Should Congress ban the use of government shutdowns?
According to The Week, most countries do not have budgets so intimately ruled by political debate and partisanship. In other countries, not passing a budget leads to swift and decisive consequences.
No sensible country does things like this. In parliamentary systems, failure to pass a budget usually means an automatic vote of no confidence and new elections, while the government keeps ticking in the meantime. That is probably the best way of doing things — but the pre-1980 method of just leaving things going as they were if no budget is passed is still far superior than the current shutdown-prone mess.
For decades, members of Congress have proposed a solution to the threat of government shutdowns—automatic continuing resolutions. According to Slate:
Such proposals, numerous versions of which have been introduced and debated over the years, essentially say that if Congress doesn’t pass a spending bill by deadline, the government automatically enters into a continuing resolution. Under a system like this, it wouldn’t have mattered that the House Freedom Caucus, Rush Limbaugh, and Ann Coulter convinced the president overnight to oppose the stopgap bill and “fight” for the wall. The federal government would have automatically kept running at previously agreed-upon levels until negotiators came up with something better.

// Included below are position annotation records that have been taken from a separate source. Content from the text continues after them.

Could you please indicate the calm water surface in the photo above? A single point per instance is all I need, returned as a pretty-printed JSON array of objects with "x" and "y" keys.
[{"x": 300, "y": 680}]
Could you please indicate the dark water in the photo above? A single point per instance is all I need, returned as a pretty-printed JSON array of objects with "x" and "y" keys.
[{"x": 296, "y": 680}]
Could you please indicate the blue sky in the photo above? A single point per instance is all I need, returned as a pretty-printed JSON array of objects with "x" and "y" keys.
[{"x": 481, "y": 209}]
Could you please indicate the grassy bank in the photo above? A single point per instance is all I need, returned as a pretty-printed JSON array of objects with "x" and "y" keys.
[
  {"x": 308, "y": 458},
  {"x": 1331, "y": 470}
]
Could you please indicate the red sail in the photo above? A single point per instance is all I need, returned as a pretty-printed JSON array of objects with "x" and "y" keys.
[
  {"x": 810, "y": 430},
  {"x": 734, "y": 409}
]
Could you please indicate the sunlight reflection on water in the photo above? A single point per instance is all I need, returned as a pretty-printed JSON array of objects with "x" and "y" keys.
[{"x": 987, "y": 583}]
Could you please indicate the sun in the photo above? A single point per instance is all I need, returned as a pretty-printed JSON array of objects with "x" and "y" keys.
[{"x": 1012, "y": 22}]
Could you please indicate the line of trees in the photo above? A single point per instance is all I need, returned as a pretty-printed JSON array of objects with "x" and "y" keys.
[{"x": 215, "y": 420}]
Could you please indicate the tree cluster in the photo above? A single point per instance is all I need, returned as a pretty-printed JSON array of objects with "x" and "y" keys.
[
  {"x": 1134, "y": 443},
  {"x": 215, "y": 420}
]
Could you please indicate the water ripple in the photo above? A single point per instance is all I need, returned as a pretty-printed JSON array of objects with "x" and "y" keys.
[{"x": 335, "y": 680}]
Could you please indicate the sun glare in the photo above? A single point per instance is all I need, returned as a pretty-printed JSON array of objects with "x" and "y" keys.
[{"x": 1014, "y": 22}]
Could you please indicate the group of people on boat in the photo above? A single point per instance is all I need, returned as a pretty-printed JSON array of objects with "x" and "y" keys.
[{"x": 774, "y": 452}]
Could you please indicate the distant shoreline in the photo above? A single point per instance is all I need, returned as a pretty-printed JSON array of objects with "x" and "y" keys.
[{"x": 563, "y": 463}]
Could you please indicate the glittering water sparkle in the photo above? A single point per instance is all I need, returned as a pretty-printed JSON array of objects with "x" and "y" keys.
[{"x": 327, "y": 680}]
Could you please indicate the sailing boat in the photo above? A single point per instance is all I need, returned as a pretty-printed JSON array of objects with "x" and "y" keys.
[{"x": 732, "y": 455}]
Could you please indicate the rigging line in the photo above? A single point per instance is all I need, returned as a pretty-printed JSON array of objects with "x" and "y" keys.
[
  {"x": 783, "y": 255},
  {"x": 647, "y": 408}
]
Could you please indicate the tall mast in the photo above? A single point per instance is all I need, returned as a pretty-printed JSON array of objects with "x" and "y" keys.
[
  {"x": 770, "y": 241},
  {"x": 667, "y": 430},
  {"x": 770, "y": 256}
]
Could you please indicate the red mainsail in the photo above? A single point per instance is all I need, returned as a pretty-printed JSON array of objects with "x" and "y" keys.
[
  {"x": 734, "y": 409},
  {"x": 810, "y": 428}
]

While the solution to the threat of shutdowns is relatively simple, no such legislation has ever been passed. According to The Atlantic, some worry an automatic continuing resolution would lead lawmakers to rest on their laurels and refuse to pass any permanent budget on principle.
[G]etting rid of the threat of a government shutdown might make the appropriations process worse, with Congress doing even less budgeting since the cost of failing to compromise would be lower. The Hill might leave the budget on autopilot for years at a time, never coming to an agreement on how to shape, update, and improve the services that Washington provides. A stuck-in-time budget would choke off the necessary, natural expansion of federal spending as the country gets bigger and inflation eats at the dollar.
Tom Davis, a former Republican representative, proposed legislation that would instate automatic continuing resolutions during his time in office. But according to the Washington Post, nothing was ever passed because lawmakers have little to no incentive to do away with shutdowns.
Despite its simplicity, the proposal never got serious consideration, Davis told The Washington Post on Sunday night. “The problem is that it takes away the ability of one side to blackmail the other side. That’s why it never goes anywhere.”
And this “is the way the leadership wants it,” he said. “They like the brinkmanship . . . At the end of the day, most members don’t care if the government shuts down if it helps get them to a better place” on some specific issue of importance to their base, he said.